313 rows × 2 columns

Filtering string values#

You can also filter for string values that contain or start with a certain phrase using .str attribute. Here only a couple of examples will be mentioned, but you can explore more options in the pandas documentation.

.str attribute only works for a pandas series, which is just a 1D NumPy array with additional labels from pandas [Pandas, 2025]. In this case you would need to select a single row or column first before filtering for string phrases.

# obtain a Boolean pandas series (i.e. consisting of only True/False values)
# with values that start with "ne"

never_bool = stroke_dataset["smoking_status"].str.startswith("ne")

Some .str methods like .str.contains allow you to search for a case-insensitive phrase using a flags argument. This keyword accepts flags from regular expressions Python library re:

# re.IGNORECASE flag allows you to ignore cases
gov_bool = stroke_dataset["work_type"].str.contains("gov", flags=re.IGNORECASE) 
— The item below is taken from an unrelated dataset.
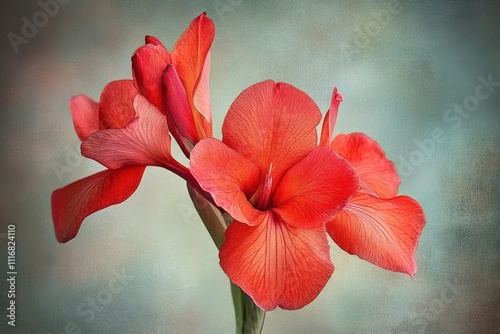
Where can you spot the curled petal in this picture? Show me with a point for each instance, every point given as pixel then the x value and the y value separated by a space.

The series that these methods return can also be used as a condition for filtering pandas rows:

# return entries that contain "gov" in work_type and start with "ne" in smoking_status
stroke_dataset[gov_bool & never_bool]
id gender age hypertension heart_disease ever_married work_type Residence_type avg_glucose_level bmi smoking_status stroke
34 14248 Male 48.0 0 0 No Govt_job Urban 84.20 29.7 never smoked 1
54 8752 Female 63.0 0 0 Yes Govt_job Urban 197.54 NaN never smoked 1
59 5111 Female 54.0 1 0 Yes Govt_job Urban 180.93 27.7 never smoked 1
99 4639 Female 69.0 0 0 Yes Govt_job Urban 82.81 28.0 never smoked 1
101 63973 Female 77.0 0 0 Yes Govt_job Rural 190.32 31.4 never smoked 1
... ... ... ... ... ... ... ... ... ... ... ... ...
5044 27616 Male 33.0 0 0 Yes Govt_job Rural 81.10 24.8 never smoked 0
5053 43496 Female 46.0 0 0 Yes Govt_job Urban 55.84 27.8 never smoked 0
5057 38349 Female 49.0 0 0 Yes Govt_job Urban 69.92 47.6 never smoked 0
5092 56799 Male 76.0 0 0 Yes Govt_job Urban 82.35 38.9 never smoked 0
5096 41512 Male 57.0 0 0 Yes Govt_job Rural 76.62 28.2 never smoked 0

282 rows × 12 columns

Handling missing data#

Conducting statistical analysis with missing data is sometimes non-trivial. Like in the stroke dataset, you could have an entry that includes values for each column apart from one category. In this section you will learn some useful examples on how to handle this type of data.

Mini-exercise 2

We need to check which columns have missing values in stroke_dataset. Print out unique values for each column apart from “id” and report which categories have unknown data entries.

# your code goes here
💡 Solution

One of the possible ways to achieve this result:

labels = stroke_dataset.columns[1:]  # ignore "id" column

for i in range(0, len(labels)):
    print(labels[i])
    print(stroke_dataset[labels[i]].unique())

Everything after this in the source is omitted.